Nik stepped forward to lay a commiserating hand on Sam’s upper arm. “I know, Sam. I know. Neither did I.”

“Shit. Maybe I’ll just be too tired?” Sam asked hopefully. Again.

Nik frowned. “But then there’ll only be three guys in the hot tub. I need you in there, or I haven’t done my job as a good host. Hosts need an even number of people in the hot tub.”

“That’s at the table, and you’re a modern hostess. You can do this. And what do you mean, ‘only three guys’?”

“Host. Modern hosts don’t care how many people they have at the table. They care about how many people they have in the hot tub.”

“Host. Only three guys?”

Nik blinked at him. “Yeah. Me, Jurgen, and Ian.”

Sam squeaked. A tiny squeak, completely involuntary. “Um, what about Miller?”

Nik rolled his eyes until he almost fell over. “Miller and Ian don’t really get along, and Miller had some weird reaction to me introducing him to all those guys.” Nik flapped his hand.
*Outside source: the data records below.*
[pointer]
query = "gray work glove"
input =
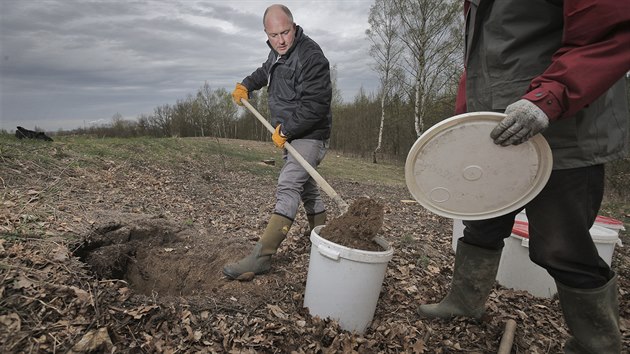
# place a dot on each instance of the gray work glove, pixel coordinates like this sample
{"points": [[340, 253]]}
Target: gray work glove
{"points": [[523, 120]]}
“Like an allergic reaction?”

“I guess. He sure acted like it was giving him hives to be introduced to the finest men I could dig up for him.”

“Where did you find all those guys, anyway?”

“I put a personal ad in the paper.”

Oh, now that definitely called for the silent treatment. Sam raised his brows and eyed him.

Nik lifted his chin in defiance. “It’s good for him. Helps him develop gay social skills.”

“Gay social skills? How are those different from regular social skills?”

“They aren’t. That’s the point.”

“I’m so lost.”

“I don’t have time to explain it to you. I have a hot-tubbing to host.” In a nicer tone, Nik added, “If you hurry up, you can get in before anyone else and turn on the bubbles. Then no one will be able to see if you get excited.”

Sam returned to the guest room posthaste to shuck the shorts.